DECATUR, Ala. – Vaccines highlighted Monday’s COVID-19 update from Morgan County officials.
Decatur City Council President Jacob Ladner started the briefing by reminding the community about three helplines for those who may have trouble registering online for a vaccine.
- Westmeade Baptist Church (256) 353-2490, open 9:30 a.m. – 4:30 p.m. Monday-Thursday
- Epic Church – (256) 584-7080, open 8 a.m. – 4 p.m. Monday-Thursday
- Rotary Club of Decatur – (256) 303-1123, open 8 a.m. – 5 p.m. Monday-Friday
Ladner also gave an update on COVID-19 case numbers across the county – 11,766 Morgan County residents have tested positive for COVID-19 since March 2020, with a 14-day average positivity rate of 3.72%.
Decatur-Morgan Hospital President Kelli Powers said as of now there are five inpatients with COVID-19; two in intensive care, and one of the two was on a ventilator.
Powers said even with the reduced numbers, the hospital is still seeing patients who are waiting until the last minute to seek medical care. She discouraged this behavior, citing monoclonal antibodies for those with high-risk conditions, as well as other treatments to help those seeking care.
With vaccine eligibility opening to all Alabama residents age 16 and older Monday, Powers said the hospital is receiving more vaccine shipments every week – the hospital has given almost 17,000 doses of the Pfizer vaccine to date.
Judy Smith with the Alabama Department of Public Health said vaccine supply in the area is looking good too.
“right now there should be no reason that you cannot get a vaccine if you need it, if you’re 16 and older,” Smith said in reference to the Decatur-Morgan County area.
Good news about supply aside, Smith said the county has totaled more than 14,000 COVID-positive cases. She said that is about one in every 10 residents.
“There are 266 people who have died, and I will tell you one of those deaths was yesterday. 13 of those deaths was in March. So it’s not over,” Smith said.
Powers and Smith said clinics are beginning to run into a problem now that the vaccine is more widely available; as people make an appointment with the first place that calls them back, they forget to cancel with other places the registered with, leaving clinics with doses that must be used or otherwise wasted.
Smith suggested those who are having trouble getting appointments to contact local hospitals or local county health departments and see if they have any extra doses they need to give out.
Smith said if they do, they have around 30 minutes to administer the dose before it spoils.
For those 16 or 17 years old, the Pfizer vaccine is the only option authorized for vaccination as of Monday, and the county health departments are NOT using the Pfizer vaccine.

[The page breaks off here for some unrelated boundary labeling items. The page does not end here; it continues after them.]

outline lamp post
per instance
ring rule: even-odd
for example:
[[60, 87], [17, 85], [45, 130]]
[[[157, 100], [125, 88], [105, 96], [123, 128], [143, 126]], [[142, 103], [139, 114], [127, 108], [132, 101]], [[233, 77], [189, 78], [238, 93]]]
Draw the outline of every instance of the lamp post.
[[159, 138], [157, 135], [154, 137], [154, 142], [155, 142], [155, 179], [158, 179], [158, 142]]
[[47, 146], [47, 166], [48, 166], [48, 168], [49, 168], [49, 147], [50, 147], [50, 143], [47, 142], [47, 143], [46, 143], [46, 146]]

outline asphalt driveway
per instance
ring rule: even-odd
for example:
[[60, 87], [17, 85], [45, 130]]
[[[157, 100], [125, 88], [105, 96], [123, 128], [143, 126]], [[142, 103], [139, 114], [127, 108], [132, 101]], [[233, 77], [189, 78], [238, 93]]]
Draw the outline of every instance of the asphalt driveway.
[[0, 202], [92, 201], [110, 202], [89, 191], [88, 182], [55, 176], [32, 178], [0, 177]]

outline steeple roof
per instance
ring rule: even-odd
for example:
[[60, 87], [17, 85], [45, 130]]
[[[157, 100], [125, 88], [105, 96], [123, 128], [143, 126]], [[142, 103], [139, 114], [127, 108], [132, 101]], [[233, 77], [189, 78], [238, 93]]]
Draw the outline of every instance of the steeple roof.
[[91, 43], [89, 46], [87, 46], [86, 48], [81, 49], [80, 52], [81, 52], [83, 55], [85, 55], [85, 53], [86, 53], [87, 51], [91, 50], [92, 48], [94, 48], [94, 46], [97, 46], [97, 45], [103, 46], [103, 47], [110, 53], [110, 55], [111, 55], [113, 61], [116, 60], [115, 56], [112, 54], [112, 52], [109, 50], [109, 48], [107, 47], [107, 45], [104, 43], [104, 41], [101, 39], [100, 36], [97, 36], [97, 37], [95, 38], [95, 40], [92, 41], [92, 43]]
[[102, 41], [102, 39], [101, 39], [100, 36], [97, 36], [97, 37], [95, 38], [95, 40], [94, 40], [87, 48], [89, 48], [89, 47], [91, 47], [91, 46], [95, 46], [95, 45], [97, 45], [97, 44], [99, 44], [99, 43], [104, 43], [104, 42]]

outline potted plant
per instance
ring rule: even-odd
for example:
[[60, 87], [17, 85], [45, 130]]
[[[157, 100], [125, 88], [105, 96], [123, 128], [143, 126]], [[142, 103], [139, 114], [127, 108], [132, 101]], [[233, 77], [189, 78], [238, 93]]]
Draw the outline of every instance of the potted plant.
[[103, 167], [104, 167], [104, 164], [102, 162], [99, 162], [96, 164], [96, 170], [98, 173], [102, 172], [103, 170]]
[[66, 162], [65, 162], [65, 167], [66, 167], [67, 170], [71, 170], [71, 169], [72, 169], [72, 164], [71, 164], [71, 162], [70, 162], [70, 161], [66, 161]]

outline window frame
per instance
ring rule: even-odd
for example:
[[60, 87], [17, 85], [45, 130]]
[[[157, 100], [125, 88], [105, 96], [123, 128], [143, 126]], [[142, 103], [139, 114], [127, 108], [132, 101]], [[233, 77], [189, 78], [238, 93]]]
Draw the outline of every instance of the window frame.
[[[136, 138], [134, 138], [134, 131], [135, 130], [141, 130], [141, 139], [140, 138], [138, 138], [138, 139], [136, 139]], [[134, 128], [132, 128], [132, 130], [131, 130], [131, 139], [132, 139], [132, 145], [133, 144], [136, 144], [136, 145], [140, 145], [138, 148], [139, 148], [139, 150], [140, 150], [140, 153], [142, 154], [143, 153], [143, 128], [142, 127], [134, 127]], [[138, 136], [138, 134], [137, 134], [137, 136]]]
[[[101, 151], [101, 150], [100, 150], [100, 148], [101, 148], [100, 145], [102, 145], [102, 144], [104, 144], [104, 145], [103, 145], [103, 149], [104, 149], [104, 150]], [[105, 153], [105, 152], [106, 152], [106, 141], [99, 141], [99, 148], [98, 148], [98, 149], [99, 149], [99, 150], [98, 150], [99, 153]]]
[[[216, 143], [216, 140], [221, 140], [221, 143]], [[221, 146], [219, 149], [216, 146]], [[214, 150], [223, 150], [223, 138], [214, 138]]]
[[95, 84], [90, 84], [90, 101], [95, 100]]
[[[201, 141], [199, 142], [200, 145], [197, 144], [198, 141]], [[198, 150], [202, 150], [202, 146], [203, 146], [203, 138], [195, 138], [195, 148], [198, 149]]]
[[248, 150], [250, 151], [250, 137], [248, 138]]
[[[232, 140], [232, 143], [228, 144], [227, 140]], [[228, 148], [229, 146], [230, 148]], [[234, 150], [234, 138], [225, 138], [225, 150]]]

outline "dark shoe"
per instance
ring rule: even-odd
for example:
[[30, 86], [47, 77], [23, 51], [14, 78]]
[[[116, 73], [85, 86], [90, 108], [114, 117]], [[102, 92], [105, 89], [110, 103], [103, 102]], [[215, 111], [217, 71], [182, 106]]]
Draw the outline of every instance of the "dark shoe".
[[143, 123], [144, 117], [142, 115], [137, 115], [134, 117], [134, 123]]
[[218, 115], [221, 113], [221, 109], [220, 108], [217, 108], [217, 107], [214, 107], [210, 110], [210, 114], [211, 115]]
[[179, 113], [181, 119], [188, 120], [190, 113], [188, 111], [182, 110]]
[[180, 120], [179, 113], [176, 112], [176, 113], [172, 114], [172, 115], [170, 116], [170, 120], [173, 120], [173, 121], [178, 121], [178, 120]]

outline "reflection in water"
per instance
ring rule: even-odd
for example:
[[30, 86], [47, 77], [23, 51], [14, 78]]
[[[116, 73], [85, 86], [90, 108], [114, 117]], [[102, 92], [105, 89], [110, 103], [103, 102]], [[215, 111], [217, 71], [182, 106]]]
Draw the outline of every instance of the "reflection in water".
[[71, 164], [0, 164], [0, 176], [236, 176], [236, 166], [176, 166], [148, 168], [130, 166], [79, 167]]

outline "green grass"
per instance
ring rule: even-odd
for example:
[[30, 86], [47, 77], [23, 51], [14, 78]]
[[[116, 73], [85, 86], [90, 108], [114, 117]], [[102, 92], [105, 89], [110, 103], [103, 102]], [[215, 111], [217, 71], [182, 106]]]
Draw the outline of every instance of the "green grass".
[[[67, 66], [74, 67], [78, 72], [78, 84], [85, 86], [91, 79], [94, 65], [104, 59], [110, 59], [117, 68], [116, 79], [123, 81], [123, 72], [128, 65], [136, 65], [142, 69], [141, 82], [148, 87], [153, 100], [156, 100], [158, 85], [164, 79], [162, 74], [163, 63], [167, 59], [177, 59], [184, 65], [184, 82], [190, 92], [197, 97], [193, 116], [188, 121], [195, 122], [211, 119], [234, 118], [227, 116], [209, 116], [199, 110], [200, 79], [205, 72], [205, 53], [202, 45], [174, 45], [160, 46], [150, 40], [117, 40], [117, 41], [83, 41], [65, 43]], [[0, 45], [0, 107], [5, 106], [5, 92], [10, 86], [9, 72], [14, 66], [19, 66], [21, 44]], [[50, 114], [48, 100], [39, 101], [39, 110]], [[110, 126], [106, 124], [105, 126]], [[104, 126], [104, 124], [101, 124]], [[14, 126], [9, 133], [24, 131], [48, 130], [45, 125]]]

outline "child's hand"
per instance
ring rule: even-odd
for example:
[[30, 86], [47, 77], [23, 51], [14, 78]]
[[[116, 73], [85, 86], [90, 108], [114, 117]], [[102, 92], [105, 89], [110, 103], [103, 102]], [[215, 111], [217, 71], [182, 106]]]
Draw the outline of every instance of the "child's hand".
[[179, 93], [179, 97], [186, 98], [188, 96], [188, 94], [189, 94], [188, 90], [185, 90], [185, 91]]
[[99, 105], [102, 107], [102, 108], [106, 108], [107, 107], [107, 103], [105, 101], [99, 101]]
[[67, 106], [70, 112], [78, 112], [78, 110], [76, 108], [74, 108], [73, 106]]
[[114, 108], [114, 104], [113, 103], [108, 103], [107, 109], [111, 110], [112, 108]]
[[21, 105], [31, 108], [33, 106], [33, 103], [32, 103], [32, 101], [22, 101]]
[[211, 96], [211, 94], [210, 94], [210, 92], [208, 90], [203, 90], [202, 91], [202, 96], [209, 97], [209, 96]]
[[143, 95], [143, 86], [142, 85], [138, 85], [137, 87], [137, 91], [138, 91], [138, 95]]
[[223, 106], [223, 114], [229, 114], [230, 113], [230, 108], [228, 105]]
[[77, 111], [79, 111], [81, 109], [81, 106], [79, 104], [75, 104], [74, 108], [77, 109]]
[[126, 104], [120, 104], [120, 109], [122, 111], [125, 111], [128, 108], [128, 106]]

In Morgan County, local pharmacies and Decatur-Morgan Hospital do use Pfizer.
Smith pointed the public to vaccinefinder.org, a site that allows anyone to search for clinics near them – even clinics offering a specific vaccine.
However, State Health Officer Dr. Scott Harris previously advised those 18 and older to take the first vaccine they can get, regardless of which one it is.
Powers said Alabama has not seen a surge in cases in the recent weeks, but she fears for what the near future could hold:
“With lifting the mask mandate this week, I think we may see a surge so if you haven’t been vaccinated I still suggest you wear your mask, social distance, and stay away from people until you’re vaccinated,” Powers said.
She and Smith agree getting vaccinated is a way to protect yourself after the mandate is lifted. Until then, they high recommend continuing to follow CDC guidelines.
Ladner and the rest of the city council will vote on whether or not to repeal the city’s mask policy in conjunction with Governor Ivey’s mask expiration at a city council meeting Monday night.
“Let’s continue to be responsible with our distancing and masking, that’s probably going to become something that’s up to each individual person to do,” he said.